John Robert “Bob” Bonner, 72, had died without a valid will in the spring of 2005 and left a fortune of millions of dollars. Bonner, an only child who was never married and childless, had been dead weeks at his home in the Gardens of Oak Hollow development before anyone noticed.
Bonner’s maternal aunt, who in January 2006 was ruled his sole heir.
Now allegations that her troubled granddaughter who effected the heirship has been bleeding her fortune and the Bonner estate of hundreds of thousands of dollars for personal benefit.
Michelle Valicek, a San Antonio criminal defense and family lawyer, eventually took over the administration of the Bonner estate in 2006 on behalf of her grandmother, Margaret Lorenz, 94, an aging but drifting beauty whose estate she also oversaw.
A judge stripped Valicek of these responsibilities after allegations of elderly abuse surfaced this spring in the form of a Texas Adult Protective Services investigation that was revealed in a letter to the court asking that a guardian be appointed for Lorenz. One was.
The allegations state that Valicek had taken out credit cards in Lorenz’s name, gifted $150,000 to other family members and had engaged in “exploitations” against Lorenz’s investments, “in excess of $400,000.

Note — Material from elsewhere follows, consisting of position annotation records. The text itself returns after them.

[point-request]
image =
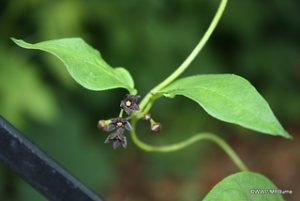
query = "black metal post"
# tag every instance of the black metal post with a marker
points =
(38, 169)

A court investigator wrote in a report to the court that one of the estate’s bank accounts that had $475,000 last July was depleted to $121,000 recently and that Valicek was spending at a rate of $25,000 a month off the Bonner fortune.
According to an inventory prepared for the court, Valicek used money from either the Bonner estate or her grandmother to purchase a $25,000 Lexus, a $13,500 Steinway baby grand piano, a pool table, a mansion, another house where her mother apparently was living, and to pay $20,000 in back child support for her younger brother.
The probe is ongoing. Valicek has invoked her Fifth Amendment right against self-incrimination in recent hearings. She faces the loss of her law license and the loss of her freedom.